Tailor Made

by Star_Nymph



Series: To The Moon and Back [23]
Category: Dragon Age (Video Games), Dragon Age: Inquisition
Genre: Asperger Inquisitor, Asperger Syndrome, F/M, Fluff, Wearing The Mantle, ask prompts
Language: English
Status: Completed
Published: 2019-02-07
Updated: 2019-02-07
Packaged: 2019-10-23 18:39:33
Rating: General Audiences
Warnings: No Archive Warnings Apply
Chapters: 1
Words: 2,070
Publisher: archiveofourown.org
Story URL: https://archiveofourown.org/works/17688779
Author URL: https://archiveofourown.org/users/Star_Nymph/pseuds/Star_Nymph
Summary: ♔ : Finding the other wearing their clothes from dickeybbqpit on tumblr. Thanks, darling!





	Tailor Made

**Author's Note:**

> Notes: This would be right after Eurydice and Cullen started their romantic relationship–after the kiss on the battlements.

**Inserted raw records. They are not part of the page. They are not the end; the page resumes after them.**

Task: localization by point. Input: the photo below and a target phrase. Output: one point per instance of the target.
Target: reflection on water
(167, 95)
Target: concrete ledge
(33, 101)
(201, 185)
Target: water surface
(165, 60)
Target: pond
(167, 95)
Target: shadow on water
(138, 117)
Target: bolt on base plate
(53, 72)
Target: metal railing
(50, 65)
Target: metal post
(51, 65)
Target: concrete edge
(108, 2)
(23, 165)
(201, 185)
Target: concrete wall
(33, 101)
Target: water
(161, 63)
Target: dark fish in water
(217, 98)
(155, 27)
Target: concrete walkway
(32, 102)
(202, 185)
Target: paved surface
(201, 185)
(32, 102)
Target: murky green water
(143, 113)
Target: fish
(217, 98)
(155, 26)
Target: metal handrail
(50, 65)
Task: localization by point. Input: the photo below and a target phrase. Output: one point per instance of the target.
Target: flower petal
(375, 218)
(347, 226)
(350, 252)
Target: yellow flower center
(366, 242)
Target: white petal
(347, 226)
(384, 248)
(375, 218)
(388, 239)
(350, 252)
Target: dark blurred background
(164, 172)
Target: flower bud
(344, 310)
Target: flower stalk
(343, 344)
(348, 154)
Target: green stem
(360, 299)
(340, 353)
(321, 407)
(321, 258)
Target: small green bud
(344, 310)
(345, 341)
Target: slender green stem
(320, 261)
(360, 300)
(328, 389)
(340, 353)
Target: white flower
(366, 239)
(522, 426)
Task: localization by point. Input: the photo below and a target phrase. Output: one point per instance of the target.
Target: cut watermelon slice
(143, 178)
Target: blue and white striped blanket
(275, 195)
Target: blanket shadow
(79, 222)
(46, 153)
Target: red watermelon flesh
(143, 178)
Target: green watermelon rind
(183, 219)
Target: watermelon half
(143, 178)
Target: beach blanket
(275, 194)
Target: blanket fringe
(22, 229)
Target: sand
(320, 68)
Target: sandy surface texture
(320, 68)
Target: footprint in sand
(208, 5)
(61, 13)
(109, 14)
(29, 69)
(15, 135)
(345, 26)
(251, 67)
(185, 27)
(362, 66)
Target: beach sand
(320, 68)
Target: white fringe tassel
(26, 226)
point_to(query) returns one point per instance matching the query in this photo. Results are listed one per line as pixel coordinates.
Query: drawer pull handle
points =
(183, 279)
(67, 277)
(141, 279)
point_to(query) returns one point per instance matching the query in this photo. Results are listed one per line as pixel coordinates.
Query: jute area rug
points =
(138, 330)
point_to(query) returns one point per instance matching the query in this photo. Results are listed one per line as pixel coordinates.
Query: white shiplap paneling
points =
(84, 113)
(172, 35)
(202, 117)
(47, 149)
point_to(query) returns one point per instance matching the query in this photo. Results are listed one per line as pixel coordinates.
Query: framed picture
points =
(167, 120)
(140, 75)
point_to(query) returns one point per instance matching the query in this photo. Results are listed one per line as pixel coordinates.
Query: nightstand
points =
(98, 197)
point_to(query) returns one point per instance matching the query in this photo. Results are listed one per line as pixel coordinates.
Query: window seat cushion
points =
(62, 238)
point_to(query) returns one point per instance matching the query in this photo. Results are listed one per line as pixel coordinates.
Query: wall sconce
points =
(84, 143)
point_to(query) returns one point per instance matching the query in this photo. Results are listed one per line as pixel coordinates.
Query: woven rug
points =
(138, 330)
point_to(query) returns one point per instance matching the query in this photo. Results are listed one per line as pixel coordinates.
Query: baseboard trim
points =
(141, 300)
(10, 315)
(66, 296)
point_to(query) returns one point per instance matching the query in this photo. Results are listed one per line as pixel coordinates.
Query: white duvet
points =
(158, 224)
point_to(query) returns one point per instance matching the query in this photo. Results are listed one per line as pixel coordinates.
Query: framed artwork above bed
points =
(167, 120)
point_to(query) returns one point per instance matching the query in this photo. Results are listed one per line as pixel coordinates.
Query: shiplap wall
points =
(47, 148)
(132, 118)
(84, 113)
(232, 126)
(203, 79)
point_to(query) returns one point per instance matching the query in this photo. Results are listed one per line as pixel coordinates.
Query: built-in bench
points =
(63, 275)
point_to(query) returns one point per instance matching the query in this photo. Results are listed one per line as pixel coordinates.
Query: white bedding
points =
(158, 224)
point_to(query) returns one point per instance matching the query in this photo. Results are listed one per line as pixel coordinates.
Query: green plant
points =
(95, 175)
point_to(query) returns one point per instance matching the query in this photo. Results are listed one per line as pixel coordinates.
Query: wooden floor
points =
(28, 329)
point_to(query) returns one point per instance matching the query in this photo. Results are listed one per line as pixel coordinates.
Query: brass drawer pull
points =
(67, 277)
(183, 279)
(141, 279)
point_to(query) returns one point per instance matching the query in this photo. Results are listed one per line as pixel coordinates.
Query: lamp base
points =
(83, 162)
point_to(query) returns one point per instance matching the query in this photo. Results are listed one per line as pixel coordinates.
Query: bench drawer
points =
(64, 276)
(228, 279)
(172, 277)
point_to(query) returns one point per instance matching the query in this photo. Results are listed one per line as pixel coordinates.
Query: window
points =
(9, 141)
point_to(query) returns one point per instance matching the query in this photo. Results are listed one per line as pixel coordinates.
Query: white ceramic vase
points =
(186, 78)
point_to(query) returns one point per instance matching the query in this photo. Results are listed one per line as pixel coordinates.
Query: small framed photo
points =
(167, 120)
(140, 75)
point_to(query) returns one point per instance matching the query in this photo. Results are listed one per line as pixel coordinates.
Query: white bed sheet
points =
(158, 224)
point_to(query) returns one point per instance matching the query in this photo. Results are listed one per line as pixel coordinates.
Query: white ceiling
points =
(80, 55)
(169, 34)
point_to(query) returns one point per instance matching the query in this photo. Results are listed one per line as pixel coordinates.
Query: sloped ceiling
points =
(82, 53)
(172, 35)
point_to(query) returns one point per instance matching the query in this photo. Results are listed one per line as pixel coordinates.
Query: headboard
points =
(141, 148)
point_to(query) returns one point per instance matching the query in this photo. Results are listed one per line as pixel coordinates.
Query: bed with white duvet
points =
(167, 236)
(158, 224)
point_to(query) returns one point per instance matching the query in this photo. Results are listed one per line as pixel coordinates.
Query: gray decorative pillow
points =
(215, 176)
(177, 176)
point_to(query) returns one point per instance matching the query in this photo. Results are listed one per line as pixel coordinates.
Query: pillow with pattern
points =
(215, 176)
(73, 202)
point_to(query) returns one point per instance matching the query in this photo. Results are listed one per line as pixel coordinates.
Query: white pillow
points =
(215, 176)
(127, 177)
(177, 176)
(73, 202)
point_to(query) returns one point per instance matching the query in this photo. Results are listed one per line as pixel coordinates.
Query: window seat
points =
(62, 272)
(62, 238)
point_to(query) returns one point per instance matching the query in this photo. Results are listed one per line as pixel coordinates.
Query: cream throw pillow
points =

Where is it? Where is  _it_?

Knees cracking, Cullen sat on his heels and peered under his desk, but there was nothing. Moth balls, a few cobwebs, a reminder of how desperately he needed to clean before he began sucking in only dust but not much else. He sniffed, crinkling his nose as he let his head thunk against a draw. He squinted down at the splintered wood floor, racking his brain for what must have been the fifteenth time in the last twenty minutes over this.

His mantle was gone. 

Not on his desk. Not _under_  his desk. Not on his bookcase, not somehow hanging out a window.

He was partially sure it had not been stolen by a crow–wait. Cullen sat up, giving that option some thought before smacking his forehead back down on the desk. The crows were too well mannered for that nonsense.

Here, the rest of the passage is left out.